The screenshot below shows the Median (50th Percentile) for a particular transaction jumping from about 50ms to about 500ms and triggering an alert as it is significantly above the calculated baseline (green line). The chart labeled “Slow Response Time” on the other hand shows the 90thpercentile for the same transaction. These “outliers” also show an increase in response time but not significant enough to trigger an alert.
Here we see an automatic baselining dashboard with a violation at the 50th percentile. The violation is quite clear, at the same time the 90th percentile (right upper chart) does not violate. Because the outliers are so much slower than the bulk of the transaction an average would have been influenced by them and would not have have reacted quite as dramatically as the 50th percentile. We might have missed this clear violation!

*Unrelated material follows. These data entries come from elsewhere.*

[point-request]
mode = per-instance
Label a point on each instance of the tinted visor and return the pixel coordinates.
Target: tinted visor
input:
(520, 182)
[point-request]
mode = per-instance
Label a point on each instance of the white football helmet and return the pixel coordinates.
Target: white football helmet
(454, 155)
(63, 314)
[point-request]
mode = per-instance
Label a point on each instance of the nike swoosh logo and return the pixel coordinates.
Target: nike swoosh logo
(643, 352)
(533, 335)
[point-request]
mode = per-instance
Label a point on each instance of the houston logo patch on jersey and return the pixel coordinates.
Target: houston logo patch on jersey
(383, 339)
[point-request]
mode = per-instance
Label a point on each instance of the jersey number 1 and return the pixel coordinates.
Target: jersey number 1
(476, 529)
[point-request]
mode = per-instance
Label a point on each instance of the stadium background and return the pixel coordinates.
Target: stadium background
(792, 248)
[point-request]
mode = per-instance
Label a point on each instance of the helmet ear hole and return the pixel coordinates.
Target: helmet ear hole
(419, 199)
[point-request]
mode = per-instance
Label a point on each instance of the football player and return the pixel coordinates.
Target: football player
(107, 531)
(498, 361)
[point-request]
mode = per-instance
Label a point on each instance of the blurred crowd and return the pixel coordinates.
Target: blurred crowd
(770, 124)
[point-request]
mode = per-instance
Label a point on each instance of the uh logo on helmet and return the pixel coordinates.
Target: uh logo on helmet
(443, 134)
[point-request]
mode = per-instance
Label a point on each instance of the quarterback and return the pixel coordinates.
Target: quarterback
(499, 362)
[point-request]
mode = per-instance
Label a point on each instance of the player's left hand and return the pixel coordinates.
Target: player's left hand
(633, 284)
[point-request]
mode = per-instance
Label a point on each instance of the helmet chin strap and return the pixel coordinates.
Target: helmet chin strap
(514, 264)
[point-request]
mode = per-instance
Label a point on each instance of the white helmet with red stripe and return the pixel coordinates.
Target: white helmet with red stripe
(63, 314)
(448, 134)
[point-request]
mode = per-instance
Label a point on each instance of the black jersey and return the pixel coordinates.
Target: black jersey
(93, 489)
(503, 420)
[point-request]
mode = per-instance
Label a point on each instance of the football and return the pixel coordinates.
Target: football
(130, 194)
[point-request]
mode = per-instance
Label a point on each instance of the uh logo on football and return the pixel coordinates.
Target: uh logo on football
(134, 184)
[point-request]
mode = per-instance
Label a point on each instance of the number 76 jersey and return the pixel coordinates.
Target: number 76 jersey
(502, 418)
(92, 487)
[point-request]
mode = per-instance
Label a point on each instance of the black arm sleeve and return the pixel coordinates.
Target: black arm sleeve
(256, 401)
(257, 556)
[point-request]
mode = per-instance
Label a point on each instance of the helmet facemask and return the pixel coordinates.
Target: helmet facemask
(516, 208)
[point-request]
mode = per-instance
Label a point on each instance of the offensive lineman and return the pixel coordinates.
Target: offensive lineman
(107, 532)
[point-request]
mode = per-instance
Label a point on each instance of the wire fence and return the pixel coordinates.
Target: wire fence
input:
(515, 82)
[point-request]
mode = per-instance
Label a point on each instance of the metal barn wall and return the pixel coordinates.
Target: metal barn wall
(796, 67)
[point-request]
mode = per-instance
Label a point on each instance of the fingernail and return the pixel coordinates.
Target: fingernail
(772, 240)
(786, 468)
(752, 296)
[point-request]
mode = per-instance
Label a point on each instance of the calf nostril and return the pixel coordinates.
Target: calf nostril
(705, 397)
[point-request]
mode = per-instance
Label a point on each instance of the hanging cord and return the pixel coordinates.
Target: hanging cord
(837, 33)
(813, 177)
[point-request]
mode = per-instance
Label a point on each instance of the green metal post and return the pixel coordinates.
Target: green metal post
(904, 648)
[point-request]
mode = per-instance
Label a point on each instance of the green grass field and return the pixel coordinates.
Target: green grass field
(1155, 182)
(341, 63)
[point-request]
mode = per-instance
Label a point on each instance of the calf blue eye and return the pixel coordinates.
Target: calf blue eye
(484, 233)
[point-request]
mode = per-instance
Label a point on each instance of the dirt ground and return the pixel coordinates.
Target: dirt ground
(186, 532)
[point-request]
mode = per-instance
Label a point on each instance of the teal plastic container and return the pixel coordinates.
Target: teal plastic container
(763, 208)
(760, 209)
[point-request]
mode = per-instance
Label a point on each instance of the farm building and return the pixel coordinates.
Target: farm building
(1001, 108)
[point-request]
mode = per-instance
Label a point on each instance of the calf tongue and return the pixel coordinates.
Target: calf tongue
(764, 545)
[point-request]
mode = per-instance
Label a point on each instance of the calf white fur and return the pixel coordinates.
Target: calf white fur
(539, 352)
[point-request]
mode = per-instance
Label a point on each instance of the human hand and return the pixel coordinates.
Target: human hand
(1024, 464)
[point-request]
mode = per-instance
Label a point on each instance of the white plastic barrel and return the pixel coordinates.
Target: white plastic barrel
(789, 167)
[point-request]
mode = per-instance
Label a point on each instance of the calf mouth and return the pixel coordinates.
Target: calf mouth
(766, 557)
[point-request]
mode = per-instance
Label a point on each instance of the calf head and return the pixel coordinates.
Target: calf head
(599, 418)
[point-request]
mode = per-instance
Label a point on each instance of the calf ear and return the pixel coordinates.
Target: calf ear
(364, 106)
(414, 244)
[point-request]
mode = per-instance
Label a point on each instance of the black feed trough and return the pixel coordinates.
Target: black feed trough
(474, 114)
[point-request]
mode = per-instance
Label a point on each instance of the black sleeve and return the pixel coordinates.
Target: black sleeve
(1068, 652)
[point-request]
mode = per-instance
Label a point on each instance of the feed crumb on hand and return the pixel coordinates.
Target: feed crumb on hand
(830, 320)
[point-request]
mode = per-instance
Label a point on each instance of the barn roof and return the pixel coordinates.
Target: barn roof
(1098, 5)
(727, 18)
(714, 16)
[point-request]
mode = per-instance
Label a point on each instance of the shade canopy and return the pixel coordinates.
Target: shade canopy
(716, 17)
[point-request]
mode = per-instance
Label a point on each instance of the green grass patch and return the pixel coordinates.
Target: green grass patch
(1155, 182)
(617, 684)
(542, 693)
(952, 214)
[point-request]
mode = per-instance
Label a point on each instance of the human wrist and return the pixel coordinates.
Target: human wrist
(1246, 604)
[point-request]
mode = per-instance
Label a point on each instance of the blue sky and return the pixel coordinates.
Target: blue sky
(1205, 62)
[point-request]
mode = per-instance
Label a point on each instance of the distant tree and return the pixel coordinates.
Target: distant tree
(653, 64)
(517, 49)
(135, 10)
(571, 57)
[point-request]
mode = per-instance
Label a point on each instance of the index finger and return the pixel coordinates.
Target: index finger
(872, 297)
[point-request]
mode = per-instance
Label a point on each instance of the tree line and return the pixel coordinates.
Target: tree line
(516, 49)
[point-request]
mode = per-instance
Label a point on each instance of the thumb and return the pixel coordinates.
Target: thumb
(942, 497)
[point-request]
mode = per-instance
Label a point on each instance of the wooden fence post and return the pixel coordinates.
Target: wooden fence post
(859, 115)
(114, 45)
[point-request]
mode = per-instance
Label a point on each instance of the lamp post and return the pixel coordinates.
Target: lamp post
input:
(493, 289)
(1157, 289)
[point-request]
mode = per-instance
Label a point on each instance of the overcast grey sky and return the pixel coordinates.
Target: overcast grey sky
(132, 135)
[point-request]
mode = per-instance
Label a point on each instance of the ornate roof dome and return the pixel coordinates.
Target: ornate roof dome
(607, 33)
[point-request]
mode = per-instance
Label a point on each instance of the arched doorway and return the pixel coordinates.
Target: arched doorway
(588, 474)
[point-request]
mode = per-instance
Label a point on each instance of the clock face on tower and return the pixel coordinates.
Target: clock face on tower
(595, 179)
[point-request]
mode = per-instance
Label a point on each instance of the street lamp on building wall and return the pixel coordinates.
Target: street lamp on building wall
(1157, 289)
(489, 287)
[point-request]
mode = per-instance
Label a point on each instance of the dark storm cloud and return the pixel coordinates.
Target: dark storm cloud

How can we use percentiles for tuning?
Percentiles are also great for tuning, and giving your optimizations a particular goal. Let’s say that something within my application is too slow in general and I need to make it faster. In this case I want to focus on bringing down the 90th percentile. This would ensure sure that the overall response time of the application goes down. In other cases I have unacceptably long outliers I want to focus on bringing down response time for transactions beyond the 98th or 99th percentile (only outliers). We see a lot of applications that have perfectly acceptable performance for the 90th percentile, with the 98th percentile being magnitudes worse.
In throughput oriented applications on the other hand I would want to make the majority of my transactions very fast, while accepting that an optimization makes a few outliers slower. I might therefore make sure that the 75th percentile goes down while trying to keep the 90th percentile stable or not getting a lot worse.
I could not make the same kind of observations with averages, minimum and maximum, but with percentiles they are very easy indeed.
Conclusion
Averages are ineffective because they are too simplistic and one-dimensional. Percentiles are a really great and easy way of understanding the real performance characteristics of your application. They also provide a great basis for automatic baselining, behavioural learning and optimizing your application with a proper focus. In short, percentiles are great!